Entre récit de voyage, enquête scientifique et aventure humaine, l’histoire de Pythéas est celle d’un pionnier discret mais déterminant. Un explorateur oublié qui, bien avant les grandes découvertes, a tenté de repousser les frontières du savoir humain.

Massalia : la Méditerranée comme point de départ
Pythéas naît vers 350 av. J.-C. à Massalia (ancien nom de Marseilles) une cité grecque fondée deux siècles plus tôt par des colons venus de Phocée, en Asie Mineure. Située à l’intersection de nombreuses routes commerciales, la ville est prospère, ouverte sur le monde. On y parle grec, on y échange avec les Gaulois, on y accueille des navigateurs, des savants et des marchands venus de tout le pourtour méditerranéen.

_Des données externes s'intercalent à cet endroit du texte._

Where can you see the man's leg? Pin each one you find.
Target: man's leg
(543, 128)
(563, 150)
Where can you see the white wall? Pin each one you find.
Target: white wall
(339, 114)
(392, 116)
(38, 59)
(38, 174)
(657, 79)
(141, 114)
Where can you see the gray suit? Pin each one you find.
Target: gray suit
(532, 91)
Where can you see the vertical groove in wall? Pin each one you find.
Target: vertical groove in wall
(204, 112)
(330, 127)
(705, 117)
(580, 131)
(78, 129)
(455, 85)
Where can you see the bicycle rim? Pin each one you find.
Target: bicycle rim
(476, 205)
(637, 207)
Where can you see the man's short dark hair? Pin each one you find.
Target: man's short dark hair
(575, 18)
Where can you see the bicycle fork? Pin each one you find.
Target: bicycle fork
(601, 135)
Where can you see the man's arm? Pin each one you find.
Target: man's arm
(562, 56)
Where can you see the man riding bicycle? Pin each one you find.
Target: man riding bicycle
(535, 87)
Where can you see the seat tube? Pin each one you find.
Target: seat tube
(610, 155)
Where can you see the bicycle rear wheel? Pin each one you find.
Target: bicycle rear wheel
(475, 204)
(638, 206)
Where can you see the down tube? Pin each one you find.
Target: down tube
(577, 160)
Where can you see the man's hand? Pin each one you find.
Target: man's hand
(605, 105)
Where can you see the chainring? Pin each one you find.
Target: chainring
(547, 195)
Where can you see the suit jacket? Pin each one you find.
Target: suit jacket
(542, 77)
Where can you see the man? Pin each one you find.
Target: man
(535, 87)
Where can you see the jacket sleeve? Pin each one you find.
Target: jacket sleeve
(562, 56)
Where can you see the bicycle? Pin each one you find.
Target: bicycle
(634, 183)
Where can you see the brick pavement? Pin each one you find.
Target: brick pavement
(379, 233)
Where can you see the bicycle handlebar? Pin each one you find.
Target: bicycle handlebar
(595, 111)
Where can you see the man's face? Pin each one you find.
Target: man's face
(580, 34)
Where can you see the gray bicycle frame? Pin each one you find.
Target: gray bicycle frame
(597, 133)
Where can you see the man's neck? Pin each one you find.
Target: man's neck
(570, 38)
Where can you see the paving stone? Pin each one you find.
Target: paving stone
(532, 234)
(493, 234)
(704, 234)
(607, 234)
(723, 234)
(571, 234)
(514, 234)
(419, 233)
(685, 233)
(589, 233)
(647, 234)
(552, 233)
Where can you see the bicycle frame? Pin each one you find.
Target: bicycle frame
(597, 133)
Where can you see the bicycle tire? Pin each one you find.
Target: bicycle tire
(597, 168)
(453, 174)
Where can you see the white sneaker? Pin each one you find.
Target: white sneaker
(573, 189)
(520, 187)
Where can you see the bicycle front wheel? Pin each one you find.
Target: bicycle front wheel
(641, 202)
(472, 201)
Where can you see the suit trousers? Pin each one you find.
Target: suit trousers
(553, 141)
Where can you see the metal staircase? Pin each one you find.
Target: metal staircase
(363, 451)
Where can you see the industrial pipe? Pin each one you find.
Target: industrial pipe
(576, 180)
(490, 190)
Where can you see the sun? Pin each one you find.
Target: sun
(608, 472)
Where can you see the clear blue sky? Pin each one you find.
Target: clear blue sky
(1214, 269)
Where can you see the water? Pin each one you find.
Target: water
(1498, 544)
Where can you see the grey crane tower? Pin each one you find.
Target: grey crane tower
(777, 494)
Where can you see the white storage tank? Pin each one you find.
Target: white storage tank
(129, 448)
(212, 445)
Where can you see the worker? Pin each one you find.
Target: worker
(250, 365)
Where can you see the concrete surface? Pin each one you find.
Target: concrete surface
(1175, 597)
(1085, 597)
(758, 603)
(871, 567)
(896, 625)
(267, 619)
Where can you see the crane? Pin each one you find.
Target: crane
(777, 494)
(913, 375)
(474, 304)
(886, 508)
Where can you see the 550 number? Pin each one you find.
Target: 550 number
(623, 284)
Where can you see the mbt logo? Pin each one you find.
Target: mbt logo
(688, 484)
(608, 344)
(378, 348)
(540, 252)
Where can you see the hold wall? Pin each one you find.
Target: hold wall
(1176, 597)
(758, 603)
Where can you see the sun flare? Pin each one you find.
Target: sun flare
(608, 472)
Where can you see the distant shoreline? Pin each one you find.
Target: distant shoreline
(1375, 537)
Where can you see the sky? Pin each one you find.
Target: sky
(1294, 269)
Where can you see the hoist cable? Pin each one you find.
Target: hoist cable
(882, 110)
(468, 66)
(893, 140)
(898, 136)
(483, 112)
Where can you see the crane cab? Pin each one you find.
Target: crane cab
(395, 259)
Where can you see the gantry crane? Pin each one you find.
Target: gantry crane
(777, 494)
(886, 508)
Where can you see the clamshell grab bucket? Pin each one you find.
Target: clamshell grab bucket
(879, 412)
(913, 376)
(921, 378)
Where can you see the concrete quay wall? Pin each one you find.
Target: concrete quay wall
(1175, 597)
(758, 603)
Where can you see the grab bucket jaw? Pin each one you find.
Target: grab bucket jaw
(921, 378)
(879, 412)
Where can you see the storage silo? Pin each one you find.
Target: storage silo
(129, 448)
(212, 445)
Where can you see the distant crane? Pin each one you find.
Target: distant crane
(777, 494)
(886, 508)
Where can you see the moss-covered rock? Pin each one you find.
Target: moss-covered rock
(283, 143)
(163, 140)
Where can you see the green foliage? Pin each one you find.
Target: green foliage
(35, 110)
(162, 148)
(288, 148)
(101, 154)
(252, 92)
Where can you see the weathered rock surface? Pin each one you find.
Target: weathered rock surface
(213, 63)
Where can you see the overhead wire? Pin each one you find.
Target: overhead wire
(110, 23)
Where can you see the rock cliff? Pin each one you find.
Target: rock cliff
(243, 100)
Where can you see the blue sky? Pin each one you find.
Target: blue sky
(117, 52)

Dans ce creuset cosmopolite, la science grecque s’épanouit, notamment l’astronomie. On s’interroge sur la forme de la Terre, on scrute le ciel, on commence à modéliser la sphère céleste. C’est dans cette atmosphère que Pythéas développe une conviction audacieuse : la Terre est ronde, et ses phénomènes célestes peuvent être observés et démontrés par la navigation.
Massalia devient alors la première cité du monde à déterminer sa latitude à l’aide d’instruments et de calculs géométriques. Un détail qui en dit long sur l’environnement intellectuel dans lequel baigne le futur explorateur.

Un projet fou : aller voir si le soleil se couche toujours
C’est une idée simple, mais qui va bouleverser son époque : et si, en allant suffisamment au nord, on finissait par atteindre une région où le Soleil ne se couche jamais en été ? Cette hypothèse, issue de la géométrie céleste, semble folle pour beaucoup. Mais pour Pythéas, elle mérite qu’on y consacre un voyage.
Vers 325 av. J.-C., il équipe un navire, rassemble quelques compagnons et quitte Marseille. Son objectif : vérifier par l’observation que les cycles du Soleil varient selon la latitude. Un pari à haut risque dans un monde où les terres au nord de la Gaule sont encore en grande partie inconnues.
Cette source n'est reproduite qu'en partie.